We ended our three weeks in Costa Rica with a bang.

The end of the last week brought more surf lessons, a field trip to a local school to watch the festivities for Guanacaste Day (the state of Guanacaste where we were staying was once part of Nicaragua and they celebrate their independence on July 25th), more Spanish lessons and swimming.  We also had to say goodbye to many new friends whom I'm sure we will be staying in touch with.





Dawson and Josie from Austin, TX



The kids played soccer on the beach at sunset while the parents cheered on with beers and wine.




And now that we're home and I've downloaded my photos from my good camera I can show you some from last week when we went to Playa Conchal on a field trip with school, their Pirate Ship sail, and up in the rainforest.

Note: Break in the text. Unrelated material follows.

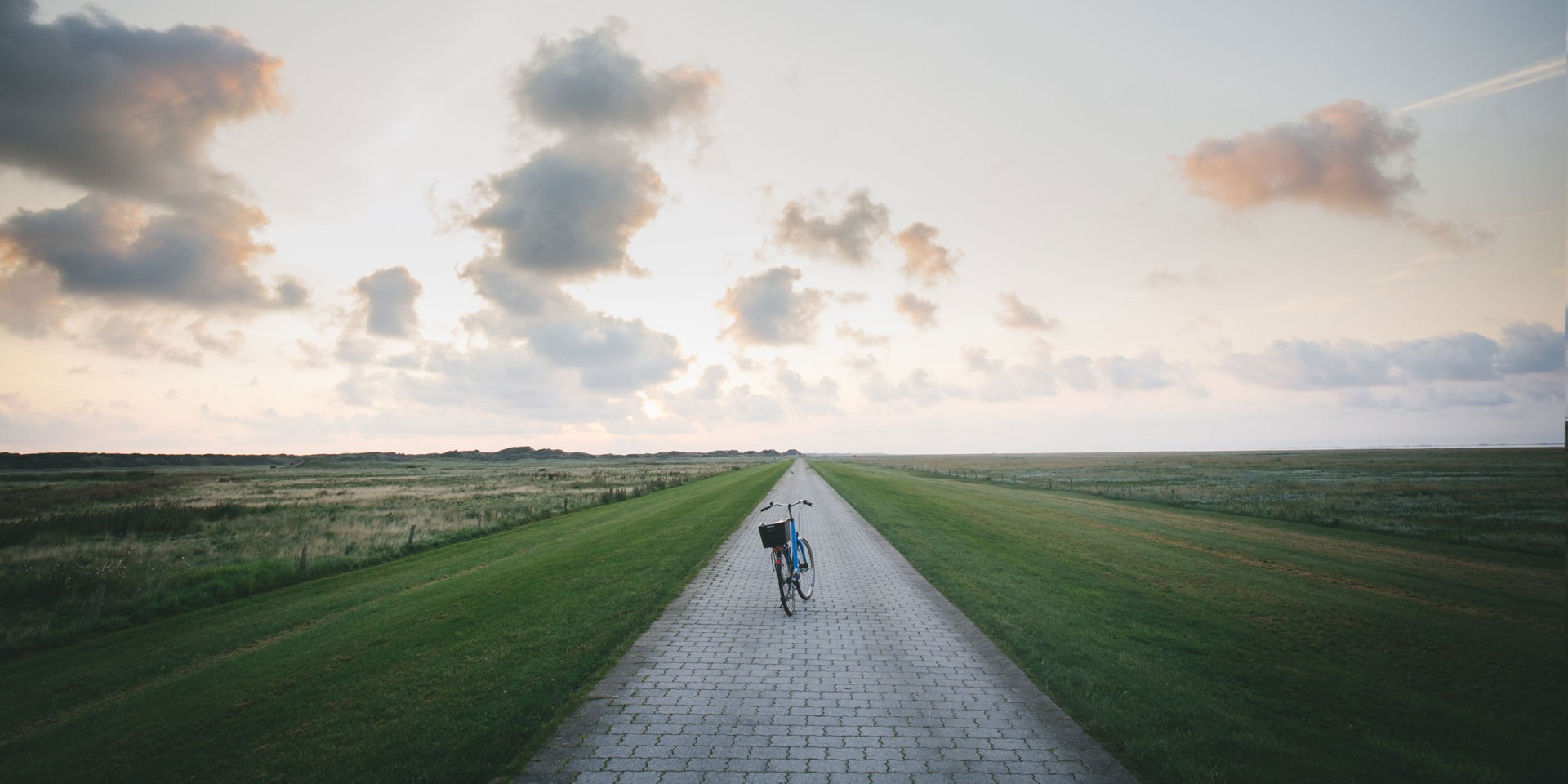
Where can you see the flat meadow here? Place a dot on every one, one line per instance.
(1206, 647)
(1504, 499)
(85, 550)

On Saturday we rented two double sea kayaks and kayaked out to the island we've been looking at for the last three weeks.  Unbelievably, I didn't get a picture of us in the kayaks but do have some nice shots of us on the island, checking out the tide pools.  Snorkeling with the kids (real snorkeling with snorkel gear and all in water over our heads) was a highlight of the entire trip for both Kevin and me.  We saw some cool starfish and neon fish.  It was like we were swimming in a fish tank and it was so fun to see the kids get so excited.




And to satisfy Holden, we finally made it to Tamarindo's Mini Golf.

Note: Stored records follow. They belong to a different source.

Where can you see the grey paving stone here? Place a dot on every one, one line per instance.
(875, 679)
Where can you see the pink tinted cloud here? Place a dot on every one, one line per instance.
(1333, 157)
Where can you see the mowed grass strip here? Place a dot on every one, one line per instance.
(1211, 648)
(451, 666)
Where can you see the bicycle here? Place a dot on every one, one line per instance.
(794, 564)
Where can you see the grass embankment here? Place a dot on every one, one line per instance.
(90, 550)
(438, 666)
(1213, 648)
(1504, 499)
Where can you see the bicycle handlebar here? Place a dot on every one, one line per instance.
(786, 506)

After saying our last goodbyes, we left Tamarindo early on Sunday morning and went to Rinc√≥n de la Vieja National Park, about an hour and a half drive away.  It is a series of active and dormant volcanoes with amazing wildlife and waterfalls, bubbling volcanic hot springs and active "mini volcanoes".  We started with a three hour hike and saw some bubbling volcanic mud baths, huge waterfalls and steaming volcanic gases.  Costa Rica is so good about using their natural resources for energy.  Most of their electricity comes from water power from Lake Arenal, solar power, wind turbines, and even energy harnessed from the hot volcanic gases.






















We finished with a stop at Rio Negro's mud baths and hot springs.  You paint yourselves with volcanic mud, let it dry and then rinse off in a series of natural springs of varying temperatures from very hot to cool.  It was magical and my skin has never felt so soft.






We were so, so sad to stay in the airport hotel that night and leave the next morning for home.  But as always seems to happen this year, as we were flying back into New York City and I saw the Empire State Building all lit up in green from the airplane, I got goosebumps and had that feeling again that I couldn't believe how lucky we are to get to live here.  I was so excited to ride the taxi back through Queens, over the bridge into Manhattan, through the park and up to our Brownstone.  And while I've spent the last 12 hours doing our laundry from the last month (in an apartment-sized washer/dryer, no less), I'm still so happy to be home.